On Feb. 8, 2020, Bong once again ascended the stairs, only this time he did so in the hallowed halls of Hollywood, and he did it four times: first for Original Screenplay, second for International Film, third for Director and fourth for Picture. First times all for a film from the Korean peninsula and the first for a foreign-language film netting top prize. Parasite was the best film of the 92nd Academy Awards.
Parasite, a black and bleak comedy about the haves, the have-nots and the have-lesses, will go down in cinematic history for a variety of reasons, in addition to being a damn good film, but no award is without context. Parasite’s critical and box office success is both a tip of the hat to the film itself, and to the industry from which it came. And some of the best movies from the 21st century have come from South Korea.

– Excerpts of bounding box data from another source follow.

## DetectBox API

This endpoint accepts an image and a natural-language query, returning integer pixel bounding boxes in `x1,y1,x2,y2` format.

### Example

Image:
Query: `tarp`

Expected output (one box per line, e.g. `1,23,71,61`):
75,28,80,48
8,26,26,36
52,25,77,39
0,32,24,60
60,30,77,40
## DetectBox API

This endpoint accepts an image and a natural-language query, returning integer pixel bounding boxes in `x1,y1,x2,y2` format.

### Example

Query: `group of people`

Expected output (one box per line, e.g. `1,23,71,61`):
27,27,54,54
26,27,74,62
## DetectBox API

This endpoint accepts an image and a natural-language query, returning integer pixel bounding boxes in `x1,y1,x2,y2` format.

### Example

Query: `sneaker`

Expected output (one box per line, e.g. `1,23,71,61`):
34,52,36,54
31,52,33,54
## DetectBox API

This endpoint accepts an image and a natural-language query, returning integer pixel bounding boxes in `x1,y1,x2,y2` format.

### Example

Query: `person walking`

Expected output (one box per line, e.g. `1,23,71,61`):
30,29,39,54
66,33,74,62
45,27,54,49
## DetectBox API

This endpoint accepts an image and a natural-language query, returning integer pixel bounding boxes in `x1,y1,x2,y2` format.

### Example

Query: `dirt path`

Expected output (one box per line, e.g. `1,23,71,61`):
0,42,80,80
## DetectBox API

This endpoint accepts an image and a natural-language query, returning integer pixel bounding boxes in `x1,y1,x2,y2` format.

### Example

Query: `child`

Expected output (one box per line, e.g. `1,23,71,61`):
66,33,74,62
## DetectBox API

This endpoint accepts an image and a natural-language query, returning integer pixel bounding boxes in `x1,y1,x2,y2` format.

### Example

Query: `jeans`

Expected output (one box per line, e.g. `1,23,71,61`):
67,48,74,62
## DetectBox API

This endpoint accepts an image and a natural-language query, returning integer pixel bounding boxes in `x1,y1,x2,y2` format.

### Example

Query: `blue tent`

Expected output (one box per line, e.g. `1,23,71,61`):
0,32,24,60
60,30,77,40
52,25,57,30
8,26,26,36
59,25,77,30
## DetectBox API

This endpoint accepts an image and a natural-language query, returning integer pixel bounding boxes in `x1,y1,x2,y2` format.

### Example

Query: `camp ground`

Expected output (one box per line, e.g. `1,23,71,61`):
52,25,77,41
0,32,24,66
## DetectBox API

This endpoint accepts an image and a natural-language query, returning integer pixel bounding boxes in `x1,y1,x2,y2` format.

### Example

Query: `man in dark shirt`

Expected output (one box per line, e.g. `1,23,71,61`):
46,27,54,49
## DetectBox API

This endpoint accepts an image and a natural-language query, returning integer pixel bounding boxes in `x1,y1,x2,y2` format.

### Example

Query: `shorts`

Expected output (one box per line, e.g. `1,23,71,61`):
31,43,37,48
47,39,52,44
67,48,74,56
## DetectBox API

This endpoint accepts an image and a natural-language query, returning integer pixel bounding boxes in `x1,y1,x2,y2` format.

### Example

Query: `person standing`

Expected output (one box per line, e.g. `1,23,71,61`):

Has Parasite piqued your curiosity? Then Fort Collins’ premier movie house, The Lyric, has the series for you, Essential Cinema: South Korea. Five movies over the next six weeks to get you hooked.
Parasite is up first (Feb. 22, 29), followed by The Host (Feb. 29 and March 4) and Mother (March 7 and March 11), all from the fertile mind of Bong, and all exemplifying Bong’s cinematic range. The Host is iconoclastic — a monster movie in the vein of Godzilla, audaciously filmed in broad daylight — Parasite is metaphoric, and Mother’s subversion plunders the depths of the monster within.
A familiar face in Bong’s movies, Song Kang-ho stars in A Taxi Driver (Feb. 29 and March 4), a 2017 historical drama from director Jang Hoon set during the May 1980 Gwangju Uprisings. It’s a well-made historical drama, the kind designed to expose the moviegoing public to a massacre often overlooked at home and virtually unknown aboard.
The final film in the series, The Handmaiden (March 28 and April 1), is from Park Chan-wook, one of a handful of Korean directors whose name has currency on the world stage. And like Bong, Park derives a certain amount of pleasure in being diabolical with both the rich and poor.
Yet, there’s nothing rotten in the cinema of Seoul — each of these films is vibrant, energetic and bursting with cinematic pleasures. To see them is to love them and to love foreign cinema is to experience life beyond your borders.
And, as a bonus, Wednesday screenings will be followed by a discussion led by Dr. Hye Seung Chung, associate professor of film and media studies at Colorado State University.
ON THE BILL: Essential Cinema: South Korea. Feb. 22-April 1, The Lyric, 1209 N. College Ave., Fort Collins, 80524, 970-426-6767.